AI is Poised to Change the Nature of Warfare in the Years to Come: Air Chief Marshal RKS Bhadauria

Speaking at the E-Symposium on Artificial Intelligence (AI) for Air Warriors organised organised by FICCI and CENJOWS on 5 April, Chief of Air Staff RKS Bhadauria spoke of the importance of AI in warfare and reflected upon the nature of this technology.

Regarding the IAF’s AI development, he said, “IAF has already embarked on the AI journey and having gone through some very important automation projects in the recent past, we have started testing AI and AI-based applications on some projects which are at different stages.” While speaking about different projects of the IAF that are under works, he said that the force had not yet done any ‘great work’ in the AI domain and that it had only ‘scratched the surface’. The potency of this technology is so high that we probably are already late. Giving a message to the industry, he said that  it was time that we started working proactively in this field.

“Traditionally, air forces have been the lead consumers of all the advanced technologies before they proliferated to other areas, however, in the last few years, we have seen evolution of many new technologies in the non-military domain which eventually got adopted by the fighting forces.
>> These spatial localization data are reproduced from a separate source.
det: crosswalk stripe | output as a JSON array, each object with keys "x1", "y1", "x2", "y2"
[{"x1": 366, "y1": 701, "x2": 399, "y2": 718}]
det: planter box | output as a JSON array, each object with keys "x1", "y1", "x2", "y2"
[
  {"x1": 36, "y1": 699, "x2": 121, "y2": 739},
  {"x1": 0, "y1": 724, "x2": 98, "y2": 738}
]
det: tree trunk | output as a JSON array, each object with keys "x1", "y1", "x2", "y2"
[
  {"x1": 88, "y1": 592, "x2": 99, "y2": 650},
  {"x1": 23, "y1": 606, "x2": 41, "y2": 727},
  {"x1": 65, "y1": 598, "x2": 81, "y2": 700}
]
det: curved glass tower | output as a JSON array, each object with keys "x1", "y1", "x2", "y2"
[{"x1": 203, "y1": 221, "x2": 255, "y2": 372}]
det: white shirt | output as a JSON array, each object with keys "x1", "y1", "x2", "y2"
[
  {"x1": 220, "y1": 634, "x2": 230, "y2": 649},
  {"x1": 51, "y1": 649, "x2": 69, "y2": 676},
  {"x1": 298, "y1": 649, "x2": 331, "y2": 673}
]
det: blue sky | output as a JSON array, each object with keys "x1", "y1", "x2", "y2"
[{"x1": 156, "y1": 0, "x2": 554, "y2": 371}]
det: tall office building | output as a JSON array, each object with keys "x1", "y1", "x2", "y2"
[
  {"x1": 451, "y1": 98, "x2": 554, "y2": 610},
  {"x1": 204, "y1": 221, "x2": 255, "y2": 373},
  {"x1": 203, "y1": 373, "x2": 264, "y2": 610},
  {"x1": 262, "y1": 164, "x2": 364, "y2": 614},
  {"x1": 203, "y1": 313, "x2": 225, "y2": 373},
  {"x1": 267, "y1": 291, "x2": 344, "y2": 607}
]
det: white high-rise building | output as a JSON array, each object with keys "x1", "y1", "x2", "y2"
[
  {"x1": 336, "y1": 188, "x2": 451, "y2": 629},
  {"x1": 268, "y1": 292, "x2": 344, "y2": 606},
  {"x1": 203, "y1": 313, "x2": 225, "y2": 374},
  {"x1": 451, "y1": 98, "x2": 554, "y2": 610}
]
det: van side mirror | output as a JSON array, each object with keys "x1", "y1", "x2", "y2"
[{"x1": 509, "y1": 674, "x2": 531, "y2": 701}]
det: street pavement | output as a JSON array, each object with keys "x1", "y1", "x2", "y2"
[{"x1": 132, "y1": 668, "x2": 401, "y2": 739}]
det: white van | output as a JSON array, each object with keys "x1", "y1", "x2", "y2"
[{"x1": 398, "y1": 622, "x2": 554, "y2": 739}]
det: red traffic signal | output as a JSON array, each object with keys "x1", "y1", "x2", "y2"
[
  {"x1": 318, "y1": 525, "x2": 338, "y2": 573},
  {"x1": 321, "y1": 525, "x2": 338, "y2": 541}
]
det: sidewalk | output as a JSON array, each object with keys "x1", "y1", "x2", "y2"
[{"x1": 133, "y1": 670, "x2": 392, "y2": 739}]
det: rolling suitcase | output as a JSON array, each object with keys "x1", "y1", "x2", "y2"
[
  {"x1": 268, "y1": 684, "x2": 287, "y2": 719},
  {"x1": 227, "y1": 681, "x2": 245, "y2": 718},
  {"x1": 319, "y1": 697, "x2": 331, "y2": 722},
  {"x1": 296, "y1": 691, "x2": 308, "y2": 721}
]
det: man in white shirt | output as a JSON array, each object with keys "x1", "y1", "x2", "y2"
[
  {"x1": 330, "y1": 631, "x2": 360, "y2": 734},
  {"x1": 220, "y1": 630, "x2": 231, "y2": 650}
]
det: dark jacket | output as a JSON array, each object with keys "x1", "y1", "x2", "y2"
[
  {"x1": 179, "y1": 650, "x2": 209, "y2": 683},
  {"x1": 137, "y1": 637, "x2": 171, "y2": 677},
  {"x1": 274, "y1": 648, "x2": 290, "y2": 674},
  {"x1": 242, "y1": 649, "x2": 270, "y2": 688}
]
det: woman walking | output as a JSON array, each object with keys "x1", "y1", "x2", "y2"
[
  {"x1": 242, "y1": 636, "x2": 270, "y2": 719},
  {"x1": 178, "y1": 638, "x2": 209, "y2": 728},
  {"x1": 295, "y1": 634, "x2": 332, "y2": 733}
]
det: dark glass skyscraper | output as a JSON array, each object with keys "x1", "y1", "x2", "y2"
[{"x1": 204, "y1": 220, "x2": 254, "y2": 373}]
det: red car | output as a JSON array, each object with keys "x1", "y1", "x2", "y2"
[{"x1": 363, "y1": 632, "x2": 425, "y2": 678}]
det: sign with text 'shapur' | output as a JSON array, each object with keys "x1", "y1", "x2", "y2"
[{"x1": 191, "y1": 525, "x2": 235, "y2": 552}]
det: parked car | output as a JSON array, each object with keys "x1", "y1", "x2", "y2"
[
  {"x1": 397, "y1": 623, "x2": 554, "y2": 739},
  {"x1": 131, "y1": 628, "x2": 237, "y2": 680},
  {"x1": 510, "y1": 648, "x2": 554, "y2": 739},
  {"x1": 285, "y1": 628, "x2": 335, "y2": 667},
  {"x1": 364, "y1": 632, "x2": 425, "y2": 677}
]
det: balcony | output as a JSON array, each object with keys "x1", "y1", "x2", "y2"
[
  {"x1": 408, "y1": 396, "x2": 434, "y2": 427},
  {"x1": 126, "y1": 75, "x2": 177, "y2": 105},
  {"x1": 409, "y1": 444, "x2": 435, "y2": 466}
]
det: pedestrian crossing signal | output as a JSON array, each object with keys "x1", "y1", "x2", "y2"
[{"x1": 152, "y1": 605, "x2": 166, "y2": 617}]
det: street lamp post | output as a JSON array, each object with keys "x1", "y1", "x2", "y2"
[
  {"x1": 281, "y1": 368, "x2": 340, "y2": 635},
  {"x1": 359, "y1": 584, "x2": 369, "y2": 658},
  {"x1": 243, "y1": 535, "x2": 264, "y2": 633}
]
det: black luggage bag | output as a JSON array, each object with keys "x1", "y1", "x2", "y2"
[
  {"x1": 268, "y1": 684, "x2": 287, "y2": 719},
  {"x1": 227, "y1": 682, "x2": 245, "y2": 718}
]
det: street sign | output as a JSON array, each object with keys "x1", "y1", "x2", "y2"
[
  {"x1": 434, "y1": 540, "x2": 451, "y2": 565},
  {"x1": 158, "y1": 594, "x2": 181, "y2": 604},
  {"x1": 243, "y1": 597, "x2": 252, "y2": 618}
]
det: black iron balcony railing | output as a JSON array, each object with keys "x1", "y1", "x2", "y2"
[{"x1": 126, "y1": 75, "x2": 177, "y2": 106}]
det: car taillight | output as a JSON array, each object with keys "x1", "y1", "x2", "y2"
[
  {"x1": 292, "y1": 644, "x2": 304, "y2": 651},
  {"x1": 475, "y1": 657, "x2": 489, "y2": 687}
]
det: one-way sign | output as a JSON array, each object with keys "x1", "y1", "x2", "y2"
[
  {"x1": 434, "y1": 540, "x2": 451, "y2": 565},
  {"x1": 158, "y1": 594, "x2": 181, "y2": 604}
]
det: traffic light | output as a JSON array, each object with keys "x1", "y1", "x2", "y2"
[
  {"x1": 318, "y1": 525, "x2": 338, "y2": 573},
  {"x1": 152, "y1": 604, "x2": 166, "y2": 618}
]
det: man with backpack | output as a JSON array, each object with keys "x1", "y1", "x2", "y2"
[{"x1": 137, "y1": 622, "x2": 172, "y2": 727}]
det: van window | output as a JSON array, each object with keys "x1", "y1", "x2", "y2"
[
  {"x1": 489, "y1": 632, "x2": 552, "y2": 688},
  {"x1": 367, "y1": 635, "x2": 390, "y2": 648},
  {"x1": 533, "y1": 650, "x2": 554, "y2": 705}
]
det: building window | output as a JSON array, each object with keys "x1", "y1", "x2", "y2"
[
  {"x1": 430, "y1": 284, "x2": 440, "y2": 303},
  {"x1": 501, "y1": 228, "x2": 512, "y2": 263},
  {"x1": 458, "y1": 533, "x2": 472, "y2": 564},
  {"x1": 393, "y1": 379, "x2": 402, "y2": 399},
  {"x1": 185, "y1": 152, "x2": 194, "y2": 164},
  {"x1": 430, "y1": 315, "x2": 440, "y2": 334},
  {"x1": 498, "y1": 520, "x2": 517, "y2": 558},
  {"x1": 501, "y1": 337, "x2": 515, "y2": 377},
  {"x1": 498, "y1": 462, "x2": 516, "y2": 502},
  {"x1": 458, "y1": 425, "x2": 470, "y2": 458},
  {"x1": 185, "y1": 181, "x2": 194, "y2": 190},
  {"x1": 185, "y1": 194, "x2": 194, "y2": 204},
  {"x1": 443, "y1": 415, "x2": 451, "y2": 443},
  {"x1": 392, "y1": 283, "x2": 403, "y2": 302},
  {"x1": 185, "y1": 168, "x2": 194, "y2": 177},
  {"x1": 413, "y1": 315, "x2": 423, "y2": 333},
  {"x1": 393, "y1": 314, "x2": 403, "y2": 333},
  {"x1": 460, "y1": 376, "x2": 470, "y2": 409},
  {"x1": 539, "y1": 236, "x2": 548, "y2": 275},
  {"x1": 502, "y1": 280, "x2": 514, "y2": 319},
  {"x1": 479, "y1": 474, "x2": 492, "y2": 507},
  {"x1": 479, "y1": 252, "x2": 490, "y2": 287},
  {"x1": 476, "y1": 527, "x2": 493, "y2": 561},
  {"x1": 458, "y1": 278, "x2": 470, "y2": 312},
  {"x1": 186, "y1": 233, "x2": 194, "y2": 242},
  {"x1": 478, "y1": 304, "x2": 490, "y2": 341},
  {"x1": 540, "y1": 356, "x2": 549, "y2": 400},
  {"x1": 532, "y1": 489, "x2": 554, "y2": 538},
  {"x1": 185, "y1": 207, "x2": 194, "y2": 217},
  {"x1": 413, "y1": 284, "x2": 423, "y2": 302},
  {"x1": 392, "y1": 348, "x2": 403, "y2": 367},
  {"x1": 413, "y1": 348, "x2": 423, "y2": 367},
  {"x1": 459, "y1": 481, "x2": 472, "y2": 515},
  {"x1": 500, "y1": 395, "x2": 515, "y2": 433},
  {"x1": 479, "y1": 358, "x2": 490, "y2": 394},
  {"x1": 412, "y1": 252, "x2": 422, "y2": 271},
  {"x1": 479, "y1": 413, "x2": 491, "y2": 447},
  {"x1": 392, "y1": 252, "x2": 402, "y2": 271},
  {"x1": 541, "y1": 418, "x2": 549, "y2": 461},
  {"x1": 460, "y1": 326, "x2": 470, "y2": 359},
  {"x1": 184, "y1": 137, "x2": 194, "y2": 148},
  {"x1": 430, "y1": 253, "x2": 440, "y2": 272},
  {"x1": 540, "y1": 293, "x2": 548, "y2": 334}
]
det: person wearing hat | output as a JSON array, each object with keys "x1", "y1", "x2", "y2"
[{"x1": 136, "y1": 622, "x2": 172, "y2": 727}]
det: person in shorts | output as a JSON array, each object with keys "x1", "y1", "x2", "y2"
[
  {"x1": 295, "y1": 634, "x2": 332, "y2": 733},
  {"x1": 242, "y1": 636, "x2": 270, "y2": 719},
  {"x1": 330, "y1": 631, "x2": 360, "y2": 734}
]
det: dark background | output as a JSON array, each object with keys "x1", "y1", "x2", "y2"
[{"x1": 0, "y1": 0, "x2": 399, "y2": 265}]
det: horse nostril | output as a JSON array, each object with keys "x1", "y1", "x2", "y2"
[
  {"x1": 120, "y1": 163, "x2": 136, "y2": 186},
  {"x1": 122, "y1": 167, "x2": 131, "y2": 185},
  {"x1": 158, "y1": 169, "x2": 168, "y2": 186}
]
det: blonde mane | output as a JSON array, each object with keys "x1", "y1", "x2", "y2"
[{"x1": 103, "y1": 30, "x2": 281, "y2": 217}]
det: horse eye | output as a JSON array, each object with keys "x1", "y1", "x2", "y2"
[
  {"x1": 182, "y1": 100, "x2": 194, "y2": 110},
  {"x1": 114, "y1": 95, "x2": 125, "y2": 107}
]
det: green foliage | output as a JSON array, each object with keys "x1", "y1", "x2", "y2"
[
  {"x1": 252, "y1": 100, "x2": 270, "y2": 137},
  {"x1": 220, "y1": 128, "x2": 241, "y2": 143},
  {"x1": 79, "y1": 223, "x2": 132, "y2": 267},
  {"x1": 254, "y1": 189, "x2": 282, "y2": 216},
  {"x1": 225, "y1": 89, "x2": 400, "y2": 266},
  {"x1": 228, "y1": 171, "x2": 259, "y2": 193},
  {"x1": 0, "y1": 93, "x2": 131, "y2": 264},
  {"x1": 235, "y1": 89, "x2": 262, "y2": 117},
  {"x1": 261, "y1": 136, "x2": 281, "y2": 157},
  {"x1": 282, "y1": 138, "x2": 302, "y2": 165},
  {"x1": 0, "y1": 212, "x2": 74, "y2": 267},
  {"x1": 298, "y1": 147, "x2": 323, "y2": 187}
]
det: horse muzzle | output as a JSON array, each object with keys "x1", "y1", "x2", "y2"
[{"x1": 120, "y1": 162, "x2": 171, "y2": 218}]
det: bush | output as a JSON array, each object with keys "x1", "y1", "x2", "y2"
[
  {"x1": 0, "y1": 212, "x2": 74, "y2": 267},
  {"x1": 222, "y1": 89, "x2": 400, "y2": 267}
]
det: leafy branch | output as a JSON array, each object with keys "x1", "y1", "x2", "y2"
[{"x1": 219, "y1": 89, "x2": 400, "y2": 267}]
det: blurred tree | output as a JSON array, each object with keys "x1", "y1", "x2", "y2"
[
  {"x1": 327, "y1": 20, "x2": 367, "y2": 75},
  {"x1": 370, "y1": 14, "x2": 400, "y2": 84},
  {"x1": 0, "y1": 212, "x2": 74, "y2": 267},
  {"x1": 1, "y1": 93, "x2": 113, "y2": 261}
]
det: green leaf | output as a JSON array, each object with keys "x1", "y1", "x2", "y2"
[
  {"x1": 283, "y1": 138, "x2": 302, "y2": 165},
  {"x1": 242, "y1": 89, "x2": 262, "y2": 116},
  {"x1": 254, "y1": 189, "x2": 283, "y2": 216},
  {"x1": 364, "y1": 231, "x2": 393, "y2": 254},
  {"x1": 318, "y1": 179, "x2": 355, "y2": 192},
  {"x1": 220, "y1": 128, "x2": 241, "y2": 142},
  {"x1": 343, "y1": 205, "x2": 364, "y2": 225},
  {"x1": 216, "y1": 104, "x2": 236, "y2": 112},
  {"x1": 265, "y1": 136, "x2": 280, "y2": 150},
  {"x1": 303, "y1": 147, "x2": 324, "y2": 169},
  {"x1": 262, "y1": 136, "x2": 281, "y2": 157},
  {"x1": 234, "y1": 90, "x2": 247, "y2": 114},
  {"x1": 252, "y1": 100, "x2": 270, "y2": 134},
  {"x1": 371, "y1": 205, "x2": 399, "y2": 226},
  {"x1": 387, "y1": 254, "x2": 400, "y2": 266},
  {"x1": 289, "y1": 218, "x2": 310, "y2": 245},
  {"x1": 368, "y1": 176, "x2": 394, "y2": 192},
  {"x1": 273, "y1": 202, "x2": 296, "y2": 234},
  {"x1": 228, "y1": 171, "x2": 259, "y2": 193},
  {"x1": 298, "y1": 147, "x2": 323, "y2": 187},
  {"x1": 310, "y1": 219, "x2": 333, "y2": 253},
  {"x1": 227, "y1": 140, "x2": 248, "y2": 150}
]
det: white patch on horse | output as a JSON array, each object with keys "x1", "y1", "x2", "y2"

AI being one of them has seen exponential growth and applicability in the commercial sector and having realised its great potential now, militaries all over the world are racing to embrace it,” he said.

In the aerospace domain today, the Air Chief Marshal said that AI could bring enormous changes in the way air wars are fought while currently it had not matured to an extent where completely autonomous missions could be executed.

He said, “While AI is being developed in multiple areas in air domain to accrue diverse and asymmetrical air operational benefits, the questions we need to address in the process are- Whether algorithms can be trained to effectively execute mission-planning behaviours in unpredictable battle scenarios; can machines be taught combat strategies and how does it become applicable to the air power and to what extent; could sufficiently generalised representations be built to capture the richness of the planning problem itself across the threat matrix?”

The answers to these questions, he said, will help us firm up our requirement specifications that will essentially be a starting document vis-a-vis the expected outcomes. If we tend to utilise AI heavily in combat aviation, we may need to redefine or even abandon certain traditional principles.

He added that to optimally use AI we had to first decide as to when the systems should be supervised by humans and when not. He said, “This is a decision that should involve technical logic and questioning. Humans are designed to be more effective at problem solving whereas AI thrives in environments with high correlations and underlined patterns. Probably the most important considerations in AI are the ethical ones. Can we ever get to a stage where we clear an AI to take a human life?”

On the impact of AI technologies to be incorporated in training, he said, “Smart technologies like AI have the potential to totally change the way we train and fight future wars. We are living through some interesting times.”

He further added, “It is the right time for all of us, the military operators, the industry, the think-tanks and all the AI specialists for creating next-generation AI enablers for air war.”